Christina Rodlo, stars as Ambar, a recent immigrant to the US after her mother’s death. She arrives in Cleveland in the dead of winter with the clothes on her back, her life savings in an envelope, and a desperate need for American ID. She is an illegal immigrant and takes a crappy job and an even crappy room in a clearly haunted house where things start going bump in the night.

I really appreciated how the movie handled the classic haunted house question of, “why on earth are you staying in that house?” Well for Ambar, sue has no choice. She has no money and no ID. She literally can’t move out. She tries. I enjoyed the sequence where she takes to the streets in search of new opportunities, but eventually falls back into the house.

The incident that lead to her leaving is the most segment of the movie. One night she is awoken to strange happenings, the ghosts running around are genuinely frightening. The sight of footprints charging toward us is really unsettling. My hairs were raised and my knuckles were whitened. It’s a good sequence.

There’s a lot more to this story than just ghosts going bump in the night. There’s a really empathetic look at someone who is so desperate for a better life that she puts herself in the most precarious position possible. The movie doesn’t preach about immigration. It just tells this particular woman’s story and asks us to empathize with her. I really enjoyed the perspective it offers to its main characters plight.

I had a really good time with this one. It’s is creepy. It has a few good jolts. It has compelling characters. It also has a wild finish that I would never have predicted.
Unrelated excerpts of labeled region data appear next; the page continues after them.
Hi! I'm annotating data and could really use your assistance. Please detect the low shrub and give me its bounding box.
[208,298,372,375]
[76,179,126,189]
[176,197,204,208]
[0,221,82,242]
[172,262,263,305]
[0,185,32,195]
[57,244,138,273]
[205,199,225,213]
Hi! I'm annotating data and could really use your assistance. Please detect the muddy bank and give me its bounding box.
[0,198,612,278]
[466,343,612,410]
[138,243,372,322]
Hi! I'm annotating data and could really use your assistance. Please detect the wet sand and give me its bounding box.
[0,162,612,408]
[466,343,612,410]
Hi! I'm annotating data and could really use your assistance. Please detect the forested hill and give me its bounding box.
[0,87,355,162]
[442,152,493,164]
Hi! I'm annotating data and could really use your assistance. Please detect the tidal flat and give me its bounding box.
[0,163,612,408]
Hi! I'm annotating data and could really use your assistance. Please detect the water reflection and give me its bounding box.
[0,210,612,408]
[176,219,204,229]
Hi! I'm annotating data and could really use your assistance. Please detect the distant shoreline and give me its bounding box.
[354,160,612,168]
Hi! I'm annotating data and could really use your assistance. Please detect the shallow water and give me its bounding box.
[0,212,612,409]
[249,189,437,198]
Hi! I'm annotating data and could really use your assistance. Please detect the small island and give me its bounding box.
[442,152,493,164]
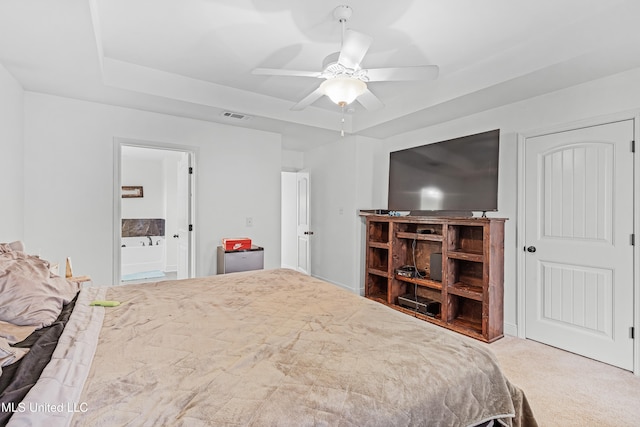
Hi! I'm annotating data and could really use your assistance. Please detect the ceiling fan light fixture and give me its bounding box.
[320,77,367,107]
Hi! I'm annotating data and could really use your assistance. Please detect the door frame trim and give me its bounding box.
[516,109,640,376]
[112,137,199,284]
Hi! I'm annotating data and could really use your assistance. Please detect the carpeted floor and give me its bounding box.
[488,336,640,427]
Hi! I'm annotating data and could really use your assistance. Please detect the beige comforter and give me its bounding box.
[32,269,535,427]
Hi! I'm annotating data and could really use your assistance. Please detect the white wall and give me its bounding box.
[24,92,281,284]
[305,69,640,334]
[0,64,24,244]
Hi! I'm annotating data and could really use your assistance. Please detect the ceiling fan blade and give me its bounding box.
[338,30,373,70]
[291,87,324,111]
[251,68,322,78]
[367,65,440,82]
[356,89,384,111]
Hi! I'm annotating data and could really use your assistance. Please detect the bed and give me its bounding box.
[0,246,536,427]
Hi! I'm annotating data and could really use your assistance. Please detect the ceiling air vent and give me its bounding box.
[221,111,251,120]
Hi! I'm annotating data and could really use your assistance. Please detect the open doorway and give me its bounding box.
[114,142,195,284]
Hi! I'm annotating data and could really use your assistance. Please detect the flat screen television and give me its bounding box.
[388,129,500,215]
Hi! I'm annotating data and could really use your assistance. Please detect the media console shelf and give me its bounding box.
[365,215,505,342]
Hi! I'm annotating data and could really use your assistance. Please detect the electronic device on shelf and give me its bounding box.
[398,294,440,317]
[396,265,427,278]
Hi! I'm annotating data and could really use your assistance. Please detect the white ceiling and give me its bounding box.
[0,0,640,151]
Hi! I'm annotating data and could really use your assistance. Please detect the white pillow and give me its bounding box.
[0,251,80,328]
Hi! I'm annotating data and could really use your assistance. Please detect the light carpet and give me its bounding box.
[487,336,640,427]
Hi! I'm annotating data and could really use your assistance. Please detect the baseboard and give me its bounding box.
[311,274,359,294]
[504,322,518,337]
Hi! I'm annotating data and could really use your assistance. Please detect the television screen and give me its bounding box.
[388,129,500,212]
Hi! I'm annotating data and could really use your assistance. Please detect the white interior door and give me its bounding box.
[173,153,192,279]
[523,120,634,370]
[296,172,313,275]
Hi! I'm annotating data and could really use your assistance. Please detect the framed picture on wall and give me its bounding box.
[122,185,144,198]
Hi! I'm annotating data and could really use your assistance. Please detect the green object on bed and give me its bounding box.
[89,300,120,307]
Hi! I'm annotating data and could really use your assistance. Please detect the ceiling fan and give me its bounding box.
[253,5,439,111]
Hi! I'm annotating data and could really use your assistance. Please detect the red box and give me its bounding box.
[222,237,251,251]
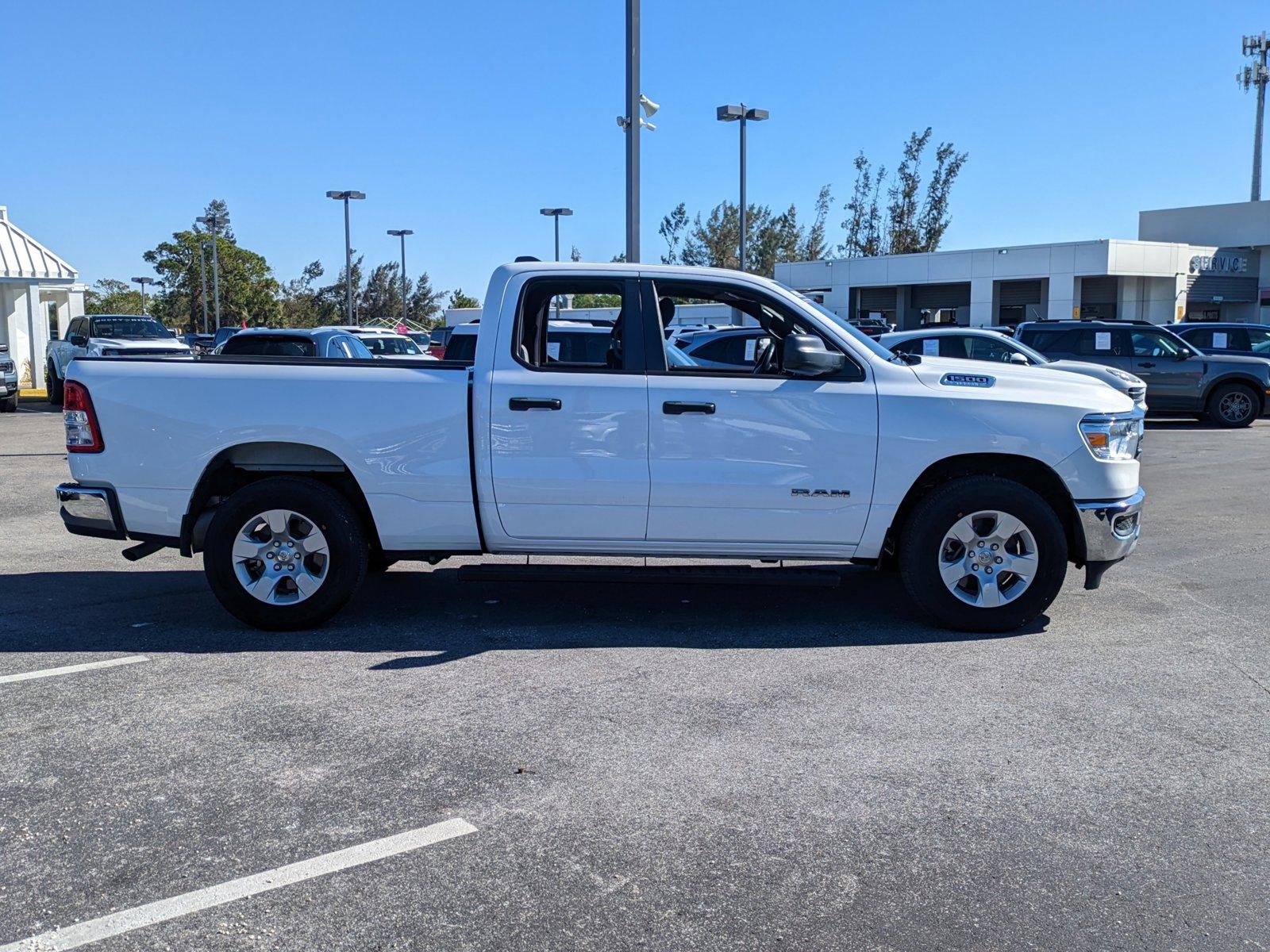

It was my cup of tea. It’s not the best scary movie I’ve seen, but it is enough fun to satisfy you in your Halloween viewing. B+

Okay you’ve entered spoiler country. I’m going to talk freely about the plot. You’ve been warned.

Ambar arrives at the creepy old house, but her landlord Red seems nice enough. He tells her there are no men in the house. The next night she sees a massive terrifying looking bald man beating his head against a door and whispering an incantation. She immediately requests her deposit back so she can leave. Red refuses to give it to her and explains that that’s just his brother. Nothing to worry about.

Turns out there is something to worry about! We learn over the course of the movie that the landlord brothers have been using poor immigrant women in ritual sacrifices to an ancient MesoAmerican deity that resides in a stone box.

The ghosts we’ve been seeing are the spirits of all those killed by this monster. When the monster feeds it rewards it’s faithful subjects with strength and health. The landlord brothers have been enjoying the power of the thing for years. This all plays nicely into the themes and struggles of Ambar and the other immigrant characters we encounter.

When it’s finally Ambar’s turn we get to see this thing emerge. It’s a truly wild creature design. It has a slug like tail, two giant humanoid arms that it uses to walk on, a small head and arms tucked into its gelatinous front. It lifts up its sluggish skirts to reveal a giant bloody mouth that it uses to eat the heads of its victims.

Why the heads? I don’t know. I don’t why it doesn’t eat the rest of the bodies. It’s probably just trying to be more gruesome or maybe the heads are just the tastiest parts. I don’t know, but it makes for a great creature.